It’s widely known that numerous of physiological and biochemical processes within cells are accomplished by protein. A tiny cell can contain millions of proteins which are translated and synthesized by ribosome.
However, after synthesis, these protein molecules often have to undergo post-translational modification, which has important biological significance. Ubiquitinylation is one type of post-translational modification. In other words, after “dressing up” by some “junior partners”, proteins were sent for “mission”. Its partners include: phosphate groups, ubiquitin molecule, acetyl, methyl glucoside chain and so on and different modifications occur at different amino acid residues. For instance, phosphorylation may occur on serine, threonine and tyrosine residues; Ubiquitinylation and Acetylation occurs mainly on the lysine residues, etc.
So, after all these modifications, what abilities has the protein increased?
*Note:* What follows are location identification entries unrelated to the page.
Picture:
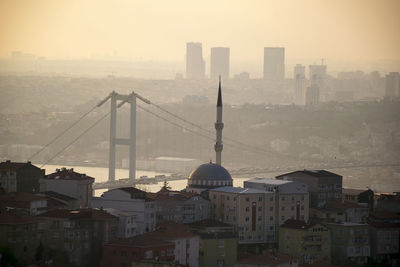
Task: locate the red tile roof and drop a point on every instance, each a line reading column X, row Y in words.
column 267, row 258
column 68, row 174
column 12, row 219
column 93, row 214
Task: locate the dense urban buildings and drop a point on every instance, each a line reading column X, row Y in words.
column 195, row 65
column 219, row 63
column 274, row 63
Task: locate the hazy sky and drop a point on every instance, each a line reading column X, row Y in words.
column 366, row 30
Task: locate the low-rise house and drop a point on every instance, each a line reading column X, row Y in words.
column 24, row 203
column 292, row 198
column 20, row 176
column 127, row 223
column 350, row 244
column 170, row 242
column 324, row 186
column 388, row 203
column 180, row 206
column 131, row 200
column 358, row 196
column 68, row 182
column 252, row 213
column 218, row 243
column 267, row 259
column 22, row 234
column 307, row 243
column 384, row 239
column 341, row 212
column 80, row 233
column 135, row 250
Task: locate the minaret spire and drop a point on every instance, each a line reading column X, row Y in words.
column 218, row 127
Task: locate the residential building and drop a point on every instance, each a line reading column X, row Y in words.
column 384, row 239
column 274, row 63
column 392, row 85
column 219, row 63
column 291, row 198
column 126, row 222
column 307, row 243
column 195, row 65
column 323, row 186
column 68, row 182
column 180, row 206
column 20, row 176
column 80, row 233
column 350, row 244
column 131, row 200
column 23, row 203
column 22, row 234
column 251, row 211
column 133, row 251
column 267, row 259
column 218, row 243
column 359, row 196
column 341, row 212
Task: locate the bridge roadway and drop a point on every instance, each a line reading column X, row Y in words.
column 236, row 173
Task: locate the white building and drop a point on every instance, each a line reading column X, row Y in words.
column 292, row 198
column 131, row 200
column 127, row 222
column 70, row 183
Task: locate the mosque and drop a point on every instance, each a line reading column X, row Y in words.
column 211, row 175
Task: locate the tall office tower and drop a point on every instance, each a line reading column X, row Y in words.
column 195, row 65
column 274, row 63
column 392, row 85
column 219, row 62
column 312, row 93
column 318, row 75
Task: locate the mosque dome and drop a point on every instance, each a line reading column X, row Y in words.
column 209, row 176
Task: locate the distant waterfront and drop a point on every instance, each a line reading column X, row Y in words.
column 349, row 180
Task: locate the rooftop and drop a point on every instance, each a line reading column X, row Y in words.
column 239, row 190
column 269, row 181
column 314, row 173
column 93, row 214
column 13, row 166
column 68, row 174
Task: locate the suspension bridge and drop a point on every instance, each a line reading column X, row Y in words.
column 139, row 105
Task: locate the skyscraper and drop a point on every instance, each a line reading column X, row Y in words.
column 219, row 62
column 392, row 85
column 299, row 84
column 195, row 65
column 274, row 63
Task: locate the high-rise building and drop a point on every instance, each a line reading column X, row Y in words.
column 392, row 85
column 317, row 75
column 299, row 84
column 274, row 63
column 195, row 65
column 219, row 62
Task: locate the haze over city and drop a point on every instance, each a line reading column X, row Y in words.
column 199, row 133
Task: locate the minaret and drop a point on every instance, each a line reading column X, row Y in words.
column 219, row 126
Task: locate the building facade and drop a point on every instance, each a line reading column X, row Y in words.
column 274, row 63
column 70, row 183
column 252, row 212
column 219, row 62
column 195, row 65
column 307, row 243
column 324, row 186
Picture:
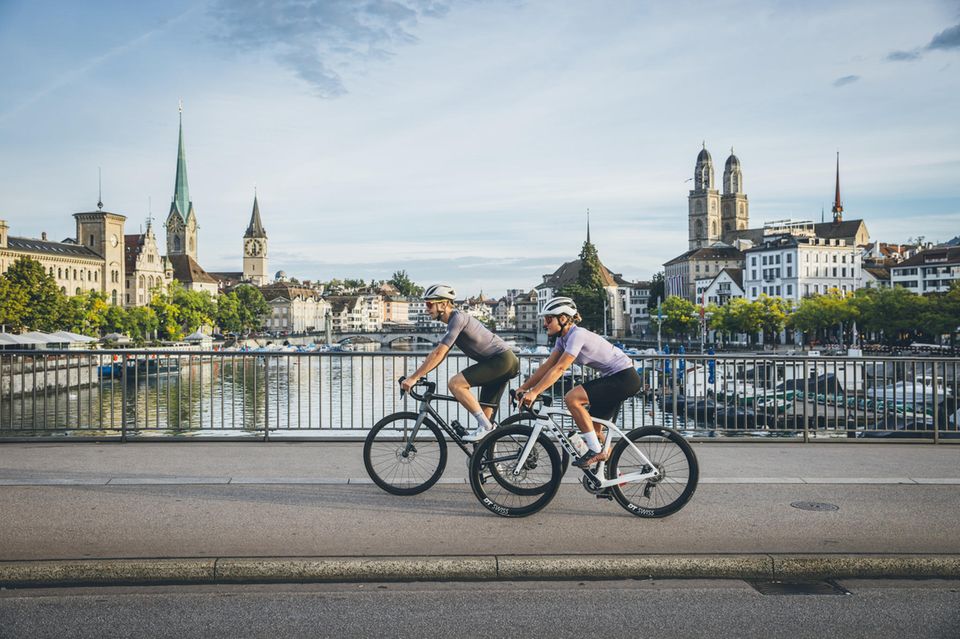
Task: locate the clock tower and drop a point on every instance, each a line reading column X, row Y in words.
column 255, row 249
column 704, row 204
column 102, row 233
column 735, row 208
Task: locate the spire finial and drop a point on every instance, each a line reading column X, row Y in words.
column 837, row 206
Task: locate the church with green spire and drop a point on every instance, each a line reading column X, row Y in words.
column 182, row 230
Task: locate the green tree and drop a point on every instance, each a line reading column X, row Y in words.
column 142, row 322
column 167, row 315
column 588, row 291
column 42, row 300
column 680, row 316
column 115, row 320
column 407, row 287
column 197, row 308
column 13, row 303
column 85, row 313
column 773, row 313
column 228, row 313
column 745, row 317
column 253, row 308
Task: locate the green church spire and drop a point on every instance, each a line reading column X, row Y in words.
column 181, row 191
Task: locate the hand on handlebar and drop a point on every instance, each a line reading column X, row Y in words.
column 406, row 383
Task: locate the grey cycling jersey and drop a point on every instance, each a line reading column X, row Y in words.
column 472, row 337
column 589, row 349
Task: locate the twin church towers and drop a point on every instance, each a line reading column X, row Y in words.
column 714, row 217
column 182, row 227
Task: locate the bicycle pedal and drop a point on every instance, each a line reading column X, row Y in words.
column 458, row 428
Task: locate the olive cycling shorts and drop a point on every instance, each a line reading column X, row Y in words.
column 492, row 375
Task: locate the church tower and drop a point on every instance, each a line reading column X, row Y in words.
column 735, row 209
column 181, row 222
column 837, row 206
column 255, row 248
column 704, row 204
column 102, row 232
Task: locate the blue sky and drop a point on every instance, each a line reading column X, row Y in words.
column 463, row 141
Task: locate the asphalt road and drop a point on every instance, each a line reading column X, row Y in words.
column 644, row 608
column 309, row 499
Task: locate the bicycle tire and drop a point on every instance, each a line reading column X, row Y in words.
column 531, row 489
column 394, row 468
column 672, row 454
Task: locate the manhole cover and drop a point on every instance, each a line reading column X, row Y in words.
column 814, row 505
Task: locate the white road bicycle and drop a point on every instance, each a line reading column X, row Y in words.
column 652, row 471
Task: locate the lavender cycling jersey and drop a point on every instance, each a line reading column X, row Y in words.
column 472, row 337
column 589, row 349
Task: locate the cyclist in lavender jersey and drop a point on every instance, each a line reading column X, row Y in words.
column 600, row 397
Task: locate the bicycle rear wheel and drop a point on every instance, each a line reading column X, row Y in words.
column 668, row 451
column 516, row 491
column 399, row 465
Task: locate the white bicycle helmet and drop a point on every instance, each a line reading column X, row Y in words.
column 439, row 292
column 559, row 306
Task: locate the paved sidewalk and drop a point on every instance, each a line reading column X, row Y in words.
column 189, row 512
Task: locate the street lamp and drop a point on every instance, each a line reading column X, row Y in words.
column 659, row 323
column 704, row 318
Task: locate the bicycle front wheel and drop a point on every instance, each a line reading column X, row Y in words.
column 505, row 487
column 399, row 463
column 669, row 452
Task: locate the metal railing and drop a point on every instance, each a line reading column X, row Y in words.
column 264, row 395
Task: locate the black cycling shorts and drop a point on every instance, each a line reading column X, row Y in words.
column 606, row 394
column 492, row 375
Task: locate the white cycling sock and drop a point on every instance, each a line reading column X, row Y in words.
column 482, row 420
column 593, row 443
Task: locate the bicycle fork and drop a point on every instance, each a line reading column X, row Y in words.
column 410, row 447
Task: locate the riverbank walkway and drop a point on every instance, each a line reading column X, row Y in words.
column 86, row 513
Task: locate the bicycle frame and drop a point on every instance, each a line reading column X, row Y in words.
column 545, row 420
column 425, row 399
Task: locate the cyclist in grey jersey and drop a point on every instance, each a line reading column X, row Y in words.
column 600, row 397
column 496, row 363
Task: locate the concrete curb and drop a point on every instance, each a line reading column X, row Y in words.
column 102, row 572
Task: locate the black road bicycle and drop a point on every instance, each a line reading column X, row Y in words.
column 405, row 453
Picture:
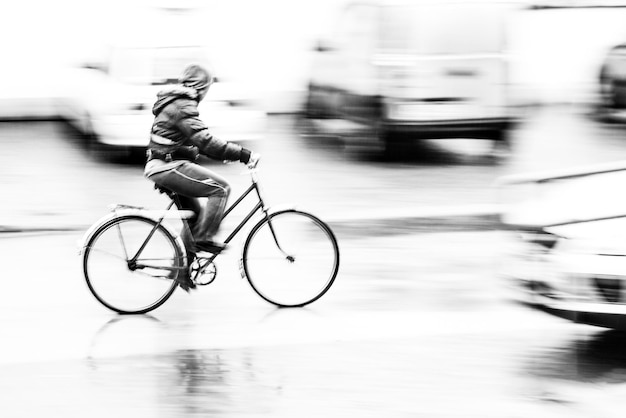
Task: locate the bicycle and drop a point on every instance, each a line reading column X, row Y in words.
column 131, row 257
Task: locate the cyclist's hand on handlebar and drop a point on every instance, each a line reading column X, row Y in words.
column 254, row 160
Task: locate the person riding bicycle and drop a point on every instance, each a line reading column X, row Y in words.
column 177, row 138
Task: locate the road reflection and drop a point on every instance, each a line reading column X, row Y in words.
column 596, row 358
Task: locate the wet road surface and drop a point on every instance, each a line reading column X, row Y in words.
column 417, row 324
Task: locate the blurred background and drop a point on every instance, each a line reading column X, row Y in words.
column 425, row 133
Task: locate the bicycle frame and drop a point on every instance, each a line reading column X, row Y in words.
column 260, row 205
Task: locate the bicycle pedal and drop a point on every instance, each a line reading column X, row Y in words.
column 203, row 274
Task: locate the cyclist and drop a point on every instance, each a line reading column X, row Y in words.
column 177, row 139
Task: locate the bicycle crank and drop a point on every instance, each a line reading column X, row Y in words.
column 203, row 272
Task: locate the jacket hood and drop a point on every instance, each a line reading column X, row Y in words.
column 168, row 95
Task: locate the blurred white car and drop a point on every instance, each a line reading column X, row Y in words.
column 568, row 256
column 111, row 102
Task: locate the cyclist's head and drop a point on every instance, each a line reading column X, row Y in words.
column 198, row 78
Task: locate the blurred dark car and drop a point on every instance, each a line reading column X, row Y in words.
column 406, row 70
column 612, row 83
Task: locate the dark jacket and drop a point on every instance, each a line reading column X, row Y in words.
column 177, row 125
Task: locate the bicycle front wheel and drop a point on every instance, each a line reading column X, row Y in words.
column 124, row 284
column 291, row 258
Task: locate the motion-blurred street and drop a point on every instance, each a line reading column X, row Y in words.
column 418, row 322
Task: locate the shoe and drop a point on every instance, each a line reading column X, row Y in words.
column 184, row 281
column 210, row 246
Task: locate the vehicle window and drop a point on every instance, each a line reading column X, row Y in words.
column 442, row 29
column 154, row 65
column 355, row 30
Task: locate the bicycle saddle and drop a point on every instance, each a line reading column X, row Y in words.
column 163, row 189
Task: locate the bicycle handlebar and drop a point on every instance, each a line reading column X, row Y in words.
column 254, row 161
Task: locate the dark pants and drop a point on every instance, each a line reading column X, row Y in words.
column 199, row 190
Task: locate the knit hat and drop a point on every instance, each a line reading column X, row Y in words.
column 195, row 77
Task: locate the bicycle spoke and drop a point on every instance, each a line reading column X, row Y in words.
column 126, row 286
column 302, row 270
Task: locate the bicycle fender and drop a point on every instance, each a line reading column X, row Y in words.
column 82, row 243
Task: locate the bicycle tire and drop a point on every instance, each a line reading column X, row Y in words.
column 289, row 282
column 108, row 274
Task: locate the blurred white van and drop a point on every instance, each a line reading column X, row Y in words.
column 417, row 69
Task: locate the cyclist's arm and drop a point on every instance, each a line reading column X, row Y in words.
column 196, row 130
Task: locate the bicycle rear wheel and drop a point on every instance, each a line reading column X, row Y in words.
column 291, row 258
column 131, row 287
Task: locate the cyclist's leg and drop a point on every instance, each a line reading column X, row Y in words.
column 192, row 181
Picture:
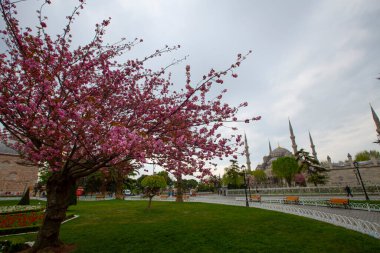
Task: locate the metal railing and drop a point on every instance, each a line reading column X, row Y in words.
column 323, row 202
column 306, row 191
column 366, row 227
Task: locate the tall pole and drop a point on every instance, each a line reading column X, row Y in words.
column 361, row 181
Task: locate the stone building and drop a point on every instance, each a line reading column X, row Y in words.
column 342, row 173
column 16, row 174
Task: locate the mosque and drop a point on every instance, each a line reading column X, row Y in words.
column 342, row 173
column 16, row 174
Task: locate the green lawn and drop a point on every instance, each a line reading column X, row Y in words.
column 127, row 226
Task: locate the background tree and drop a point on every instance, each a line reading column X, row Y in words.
column 152, row 186
column 166, row 176
column 286, row 168
column 309, row 164
column 366, row 155
column 232, row 176
column 189, row 184
column 80, row 109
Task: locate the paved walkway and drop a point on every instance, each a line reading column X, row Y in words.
column 359, row 220
column 358, row 214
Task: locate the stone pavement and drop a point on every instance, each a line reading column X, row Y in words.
column 358, row 214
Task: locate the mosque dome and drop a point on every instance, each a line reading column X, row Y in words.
column 280, row 152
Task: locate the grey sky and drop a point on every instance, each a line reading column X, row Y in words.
column 315, row 62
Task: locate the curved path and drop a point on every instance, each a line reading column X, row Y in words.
column 359, row 220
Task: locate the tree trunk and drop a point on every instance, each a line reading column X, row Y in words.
column 179, row 196
column 150, row 201
column 58, row 194
column 119, row 185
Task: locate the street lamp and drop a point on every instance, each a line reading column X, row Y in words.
column 361, row 181
column 245, row 185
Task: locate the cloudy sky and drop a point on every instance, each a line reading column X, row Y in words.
column 315, row 62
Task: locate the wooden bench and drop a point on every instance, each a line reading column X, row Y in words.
column 292, row 200
column 100, row 196
column 339, row 202
column 255, row 198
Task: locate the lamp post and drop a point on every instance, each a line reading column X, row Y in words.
column 360, row 178
column 245, row 185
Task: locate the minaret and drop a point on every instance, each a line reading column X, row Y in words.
column 247, row 152
column 270, row 148
column 293, row 138
column 312, row 147
column 376, row 119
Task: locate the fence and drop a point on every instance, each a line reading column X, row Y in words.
column 305, row 191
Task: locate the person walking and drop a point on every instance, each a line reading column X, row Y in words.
column 348, row 190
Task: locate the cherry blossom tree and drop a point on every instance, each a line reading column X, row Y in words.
column 80, row 109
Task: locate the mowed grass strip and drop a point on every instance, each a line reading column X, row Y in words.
column 127, row 226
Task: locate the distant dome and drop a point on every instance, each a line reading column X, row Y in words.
column 280, row 152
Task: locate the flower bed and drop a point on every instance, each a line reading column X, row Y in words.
column 15, row 219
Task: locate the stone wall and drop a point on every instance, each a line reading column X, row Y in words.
column 16, row 174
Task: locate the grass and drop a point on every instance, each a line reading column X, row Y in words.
column 127, row 226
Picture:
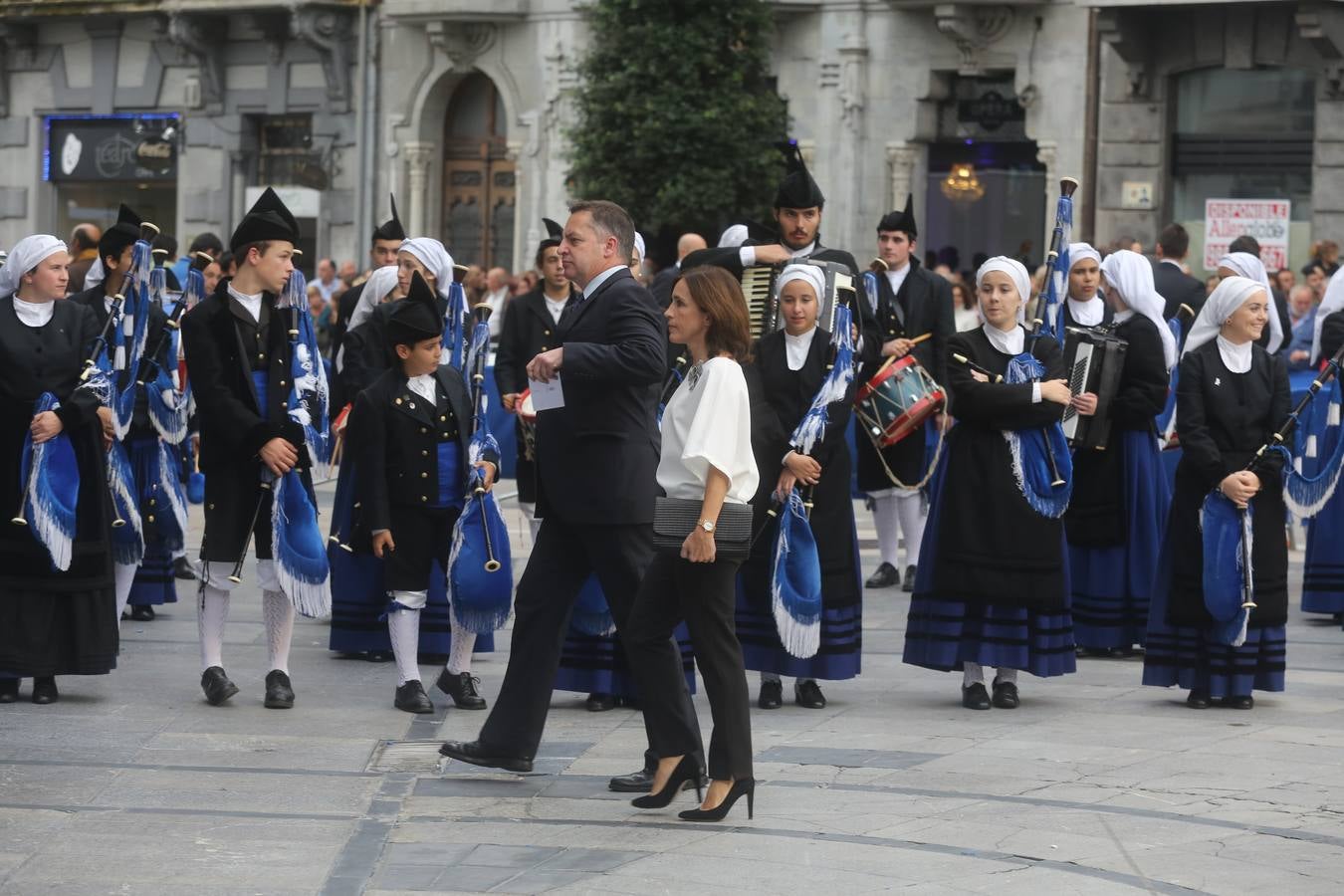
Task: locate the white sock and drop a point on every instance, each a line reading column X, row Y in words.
column 403, row 626
column 460, row 653
column 886, row 522
column 211, row 614
column 123, row 575
column 972, row 673
column 279, row 615
column 911, row 526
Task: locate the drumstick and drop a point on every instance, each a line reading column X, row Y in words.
column 963, row 358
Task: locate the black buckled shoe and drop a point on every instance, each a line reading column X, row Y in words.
column 473, row 753
column 1006, row 695
column 45, row 691
column 280, row 695
column 217, row 685
column 181, row 569
column 975, row 696
column 808, row 695
column 411, row 697
column 461, row 688
column 883, row 577
column 599, row 702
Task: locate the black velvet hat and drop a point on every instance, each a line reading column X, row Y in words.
column 797, row 189
column 415, row 318
column 266, row 219
column 123, row 233
column 902, row 220
column 390, row 229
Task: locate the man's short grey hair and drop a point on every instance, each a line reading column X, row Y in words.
column 609, row 219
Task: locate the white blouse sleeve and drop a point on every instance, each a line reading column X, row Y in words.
column 721, row 431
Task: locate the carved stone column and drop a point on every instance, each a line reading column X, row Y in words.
column 418, row 157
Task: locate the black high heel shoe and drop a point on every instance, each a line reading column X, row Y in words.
column 686, row 770
column 718, row 813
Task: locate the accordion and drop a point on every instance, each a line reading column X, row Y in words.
column 761, row 291
column 1095, row 358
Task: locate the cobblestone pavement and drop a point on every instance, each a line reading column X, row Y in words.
column 1095, row 784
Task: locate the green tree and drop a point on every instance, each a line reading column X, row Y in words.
column 676, row 114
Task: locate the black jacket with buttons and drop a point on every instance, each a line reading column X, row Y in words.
column 396, row 434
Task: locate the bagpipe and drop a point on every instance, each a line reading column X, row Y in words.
column 1229, row 531
column 1041, row 462
column 795, row 568
column 480, row 571
column 298, row 545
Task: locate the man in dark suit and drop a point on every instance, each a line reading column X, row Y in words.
column 241, row 361
column 597, row 462
column 797, row 212
column 665, row 278
column 1171, row 280
column 909, row 303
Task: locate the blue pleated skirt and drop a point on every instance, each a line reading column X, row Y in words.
column 944, row 633
column 1323, row 573
column 154, row 583
column 359, row 596
column 1112, row 585
column 1187, row 657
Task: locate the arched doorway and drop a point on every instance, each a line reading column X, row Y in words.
column 479, row 179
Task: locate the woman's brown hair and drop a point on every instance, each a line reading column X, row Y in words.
column 718, row 295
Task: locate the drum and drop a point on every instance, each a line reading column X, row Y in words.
column 897, row 400
column 527, row 422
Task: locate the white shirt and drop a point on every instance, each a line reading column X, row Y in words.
column 1087, row 314
column 422, row 385
column 1236, row 357
column 746, row 254
column 34, row 314
column 250, row 303
column 709, row 423
column 795, row 348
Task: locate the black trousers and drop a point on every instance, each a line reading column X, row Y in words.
column 703, row 595
column 561, row 559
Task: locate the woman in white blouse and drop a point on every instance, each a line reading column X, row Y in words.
column 706, row 457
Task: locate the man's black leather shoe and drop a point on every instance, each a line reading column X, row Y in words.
column 279, row 693
column 411, row 697
column 217, row 685
column 883, row 577
column 599, row 702
column 461, row 688
column 473, row 753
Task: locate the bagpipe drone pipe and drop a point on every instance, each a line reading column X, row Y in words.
column 1309, row 481
column 795, row 567
column 480, row 571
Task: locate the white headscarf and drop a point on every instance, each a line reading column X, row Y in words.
column 809, row 273
column 1252, row 268
column 27, row 254
column 1222, row 304
column 1014, row 270
column 733, row 237
column 379, row 284
column 1132, row 277
column 1332, row 303
column 436, row 260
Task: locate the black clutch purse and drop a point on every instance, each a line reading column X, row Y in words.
column 675, row 518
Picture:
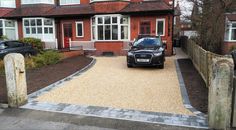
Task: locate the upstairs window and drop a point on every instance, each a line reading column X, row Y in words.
column 110, row 28
column 69, row 2
column 160, row 27
column 8, row 3
column 38, row 26
column 37, row 1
Post-translational modification of proteins can control cell differentiation. Rip laboratory work found that ubiquitin ligase CUL3 protein and its specific substrate adapter proteins KBTBD8 in vertebrates is required in human and Xenopus neural crest specialization. Two proteins together, through a series of biochemical reactions, cell differentiation modified translation program can support specialization of neural crest cells.
Ubiquitinylation can also degrade various proteins in vivo, thus adjusting the signal transduction pathway. For example, when the auxin molecules are bound to the receptor in plant cells, the interaction between the receptor and the target proteins would be strengthened and the target protein is rapidly ubiquitinated , resulting in degradation of the target protein.
Post-translational modification of proteins can rapidly degrade proteins that are not needed in a cell. For example, misfolded proteins can be ubiquitinated to be degraded by the proteasome. Don’t take this for granted, some nervous diseases like Alzheimer’s diseases is caused by the accumulation of misfolded proteins that can not be degraded timely.
Post-translational modification of proteins can also regulate gene expression. Such as histone Ubiquitinylation, acetylation and methylation.
However, there are still a lot of biological significance of post-translational modifications that is unknown to human beings and still many types of it has not yet been found. This, makes the research of it always being a hot topic in the field of life sciences.